Baden-Baden, 24.03.2017, 00:00 Uhr, Bericht: Christian Frietsch Seit 1998 ist das Babo-Hochhaus in Baden-Baden als Kulturdenkmal eingestuft. Im nächsten Jahr soll das leerstehende ehemalige Verwaltungsgebäude der französischen Streitkräfte umgebaut sein und als «Conference Hotel» eröffnet werden. Zu den Verzögerungen sagte Danny Azakir, Babo-Projektleiter, im goodnews4-O-Ton-Interview: «Leider haben wir Probleme gehabt mit der Statik. Es wurden keine Statik-Pläne gefunden, weil sie auch ein Militärgeheimnis waren, die Statik-Pläne waren unter Verschluss.»

Der türkische Investor Hüseyin Aydogan gab aktuell auch den bevorstehenden Kauf von zwei weiteren Hotels, das Hotel am Kurpark in Bad Herrenalb und das Hotel am Rinken in Baiersbronn, bekannt. Die strategische Ausrichtung von Hüseyin Aydogan zielt nach Angaben von Peter Frietsch, dem Vertreter des Bauherrn, auf die Gewinnung eines für Baden-Baden neuen Gäste-Klientels. Das neue «Nashira Babo Tower Hotel Baden-Baden» soll 2018 als Conference Hotel an den Start gehen. Auch durch eigene «Sportincentives» soll das neue Hotel seinen Platz in der Hotellandschaft Baden-Badens finden. «Ohne anderen Hotelbetrieben ein Dorn im Auge zu sein, möchten wir uns als Puzzelteil in die Hotellandschaft Baden-Badens einfügen und so mit unserem Haus die Übernachtungszahlen und die Attraktivität Baden-Badens weiter ausbauen», erklärt Peter Frietsch.
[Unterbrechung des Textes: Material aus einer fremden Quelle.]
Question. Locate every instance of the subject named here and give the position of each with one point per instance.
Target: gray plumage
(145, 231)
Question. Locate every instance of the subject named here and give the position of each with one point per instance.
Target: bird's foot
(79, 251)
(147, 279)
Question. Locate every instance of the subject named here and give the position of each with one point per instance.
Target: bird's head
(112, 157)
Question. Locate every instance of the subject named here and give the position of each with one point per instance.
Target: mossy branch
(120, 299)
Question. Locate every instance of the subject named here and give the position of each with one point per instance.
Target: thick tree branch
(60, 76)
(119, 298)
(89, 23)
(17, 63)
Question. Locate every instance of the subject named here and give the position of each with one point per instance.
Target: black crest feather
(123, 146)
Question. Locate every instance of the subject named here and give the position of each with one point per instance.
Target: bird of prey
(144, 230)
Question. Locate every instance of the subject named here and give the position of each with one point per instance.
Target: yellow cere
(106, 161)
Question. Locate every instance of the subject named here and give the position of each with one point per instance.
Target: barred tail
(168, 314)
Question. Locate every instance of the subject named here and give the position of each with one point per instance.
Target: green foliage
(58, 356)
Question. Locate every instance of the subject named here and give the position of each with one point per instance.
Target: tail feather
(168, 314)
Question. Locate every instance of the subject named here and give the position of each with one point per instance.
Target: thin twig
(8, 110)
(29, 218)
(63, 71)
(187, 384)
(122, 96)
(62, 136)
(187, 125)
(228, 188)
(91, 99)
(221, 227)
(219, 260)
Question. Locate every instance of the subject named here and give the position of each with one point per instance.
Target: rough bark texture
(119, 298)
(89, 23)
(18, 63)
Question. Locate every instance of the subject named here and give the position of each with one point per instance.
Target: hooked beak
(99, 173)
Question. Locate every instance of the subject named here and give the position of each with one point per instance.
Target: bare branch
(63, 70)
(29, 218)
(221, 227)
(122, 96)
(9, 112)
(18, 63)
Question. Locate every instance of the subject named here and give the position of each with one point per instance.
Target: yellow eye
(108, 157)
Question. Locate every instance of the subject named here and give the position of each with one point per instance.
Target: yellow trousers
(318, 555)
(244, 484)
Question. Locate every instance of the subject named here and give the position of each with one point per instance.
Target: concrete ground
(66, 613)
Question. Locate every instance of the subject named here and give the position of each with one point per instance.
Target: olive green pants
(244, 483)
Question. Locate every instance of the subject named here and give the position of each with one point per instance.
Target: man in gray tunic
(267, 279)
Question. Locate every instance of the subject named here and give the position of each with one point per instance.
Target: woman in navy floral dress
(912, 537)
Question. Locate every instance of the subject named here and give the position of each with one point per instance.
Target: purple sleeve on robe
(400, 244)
Schon im letzten Jahr war eine Investitionssumme von 20 Millionen Euro für den Umbau des Babo-Hochhauses genannt worden. Im goodnews4-OTON-Interview geht Danny Azakir auf die nächsten geplanten Schritte des Bauvorhabens ein.

Das Babo, eigentlich Bâtiment Administratif de Baden-Oos, wurde im Auftrag der französischen Streitkräfte in Deutschland von den Gaggenauer Architekten Karlsiegfried Keppeler und Karl Kohlbecker entworfen und war 1954 fertiggestellt worden. Mit elf Stockwerken ist es das höchste Haus der Stadt und hatte Raum für über 200 Büros geboten. Die Ehefrau eines ukrainischen Investors war nach dem Abzug der Franzosen Eigentümerin des Babo-Hochhauses. Deren Planung eines reinen Wohnhauses wurde von der Stadtverwaltung Baden-Baden abgelehnt. Als Begründung hieß es, dass das Babo in einem Gewerbegebiet der Stadt liege.


Abschrift des goodnews4-O-TON-Interviews mit Danny Azakir:

goodnews4: Das Babo-Hochhaus liegt den Baden-Badenern ja sehr am Herzen. Auch als Symbol der deutsch-französischen Freundschaft. Wann wird denn das Babo mit einem neuen Auftrag als «Nashira BABO Tower Hotel» Baden-Baden in neuem Glanz erstrahlen?

Danny Azakir: Wir haben die Planung gehabt, dass wir Ende dieses Jahres anfangen. Leider haben wir Probleme gehabt mit der Statik. Es wurden keine Statik-Pläne gefunden, weil sie auch ein Militärgeheimnis waren, die Statik-Pläne waren unter Verschluss. Leider haben wir keine Pläne gefunden. Jetzt heißt es für uns, dass wir eine Lastabtragung kalkulieren müssen und die komplette Statik-Berechnung wieder neu führen müssen. Das heißt, die Baufreigabe wird sich zwischen acht und zehn Wochen verspäten, ab heute. Gute Punkte sind, dass wir mit dem Denkmalamt wirklich alles abgehakt haben, bei der Brandschutztechnik ist auch alles abgehakt − also wir sind auf einem guten Weg. Leider ist es eben so, dass wir keine Statik-Unterlagen gefunden haben. 1954 wurde auch kein Erdbebennachweis geführt, darum müssen wir alles wieder neu kalkulieren.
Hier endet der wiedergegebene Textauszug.